Deshalb kann ich die Taktik der Siedler so schwer verstehen, die den
Verkehrsstau als ihre Hauptwaffe benützen. Wenn sie glauben, dass sie mit
dem Blockieren der Hauptverkehrsadern , mit dem Verbrennen von Autoreifen
und dem Schaffen von Verkehrsstaus überall im Lande, die Sympathie der
Öffentlichkeit gewinnen – dann haben sie sich sogar noch mehr von der
Realität entfernt, als es sowieso schon schien.
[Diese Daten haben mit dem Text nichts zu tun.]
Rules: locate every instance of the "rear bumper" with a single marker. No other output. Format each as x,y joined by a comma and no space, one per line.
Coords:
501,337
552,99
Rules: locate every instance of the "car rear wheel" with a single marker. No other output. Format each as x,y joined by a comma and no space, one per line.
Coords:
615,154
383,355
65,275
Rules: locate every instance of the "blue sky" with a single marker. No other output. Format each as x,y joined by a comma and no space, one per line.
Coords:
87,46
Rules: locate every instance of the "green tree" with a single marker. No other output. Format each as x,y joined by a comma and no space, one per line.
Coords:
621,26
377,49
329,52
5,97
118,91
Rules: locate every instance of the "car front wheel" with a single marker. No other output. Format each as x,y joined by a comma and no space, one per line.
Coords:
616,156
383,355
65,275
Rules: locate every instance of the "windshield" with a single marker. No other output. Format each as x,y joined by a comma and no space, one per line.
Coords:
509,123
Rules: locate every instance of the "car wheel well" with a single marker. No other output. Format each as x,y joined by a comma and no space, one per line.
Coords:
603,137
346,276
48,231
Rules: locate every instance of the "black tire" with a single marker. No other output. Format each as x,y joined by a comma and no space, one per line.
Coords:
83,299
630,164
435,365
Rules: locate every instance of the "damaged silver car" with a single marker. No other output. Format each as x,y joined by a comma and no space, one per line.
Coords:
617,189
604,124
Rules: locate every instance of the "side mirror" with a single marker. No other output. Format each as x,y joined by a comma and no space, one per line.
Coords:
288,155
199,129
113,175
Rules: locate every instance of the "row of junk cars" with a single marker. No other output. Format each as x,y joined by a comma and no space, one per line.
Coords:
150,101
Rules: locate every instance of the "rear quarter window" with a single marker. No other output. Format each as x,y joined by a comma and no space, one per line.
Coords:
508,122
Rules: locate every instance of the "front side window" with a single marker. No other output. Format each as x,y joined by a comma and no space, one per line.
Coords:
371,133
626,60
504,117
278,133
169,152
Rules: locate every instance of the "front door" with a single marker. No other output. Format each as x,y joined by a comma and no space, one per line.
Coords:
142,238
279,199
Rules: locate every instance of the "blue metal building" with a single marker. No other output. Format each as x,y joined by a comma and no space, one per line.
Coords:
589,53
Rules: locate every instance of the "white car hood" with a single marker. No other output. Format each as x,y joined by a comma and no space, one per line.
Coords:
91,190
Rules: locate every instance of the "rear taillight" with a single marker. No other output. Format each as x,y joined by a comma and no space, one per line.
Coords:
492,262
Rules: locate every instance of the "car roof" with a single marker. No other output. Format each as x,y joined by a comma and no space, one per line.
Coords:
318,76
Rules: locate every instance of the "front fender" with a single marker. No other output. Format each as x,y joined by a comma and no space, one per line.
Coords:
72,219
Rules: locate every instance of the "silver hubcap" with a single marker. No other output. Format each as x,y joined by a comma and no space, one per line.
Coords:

Tatsächlich ist das Blockieren der Straßen eine Kriegserklärung an die
israelische Öffentlichkeit. Eine klare Front wird so markiert: die Siedler
und ihre Anhänger auf der einen Seite und die Mehrheit der Bevölkerung auf
der anderen Seite.
Das ist in der Tat die wirkliche Frontlinie. Ihre dumme Taktik bestätigt
dies. Sie spüren, dass die große Mehrheit gegen sie ist, und sagen im
Wesentlichen: wenn ihr uns nicht liebt, dann fürchtet uns wenigstens. Wenn
ihr uns nicht unterstützt, dann machen wir euer Leben zur Hölle.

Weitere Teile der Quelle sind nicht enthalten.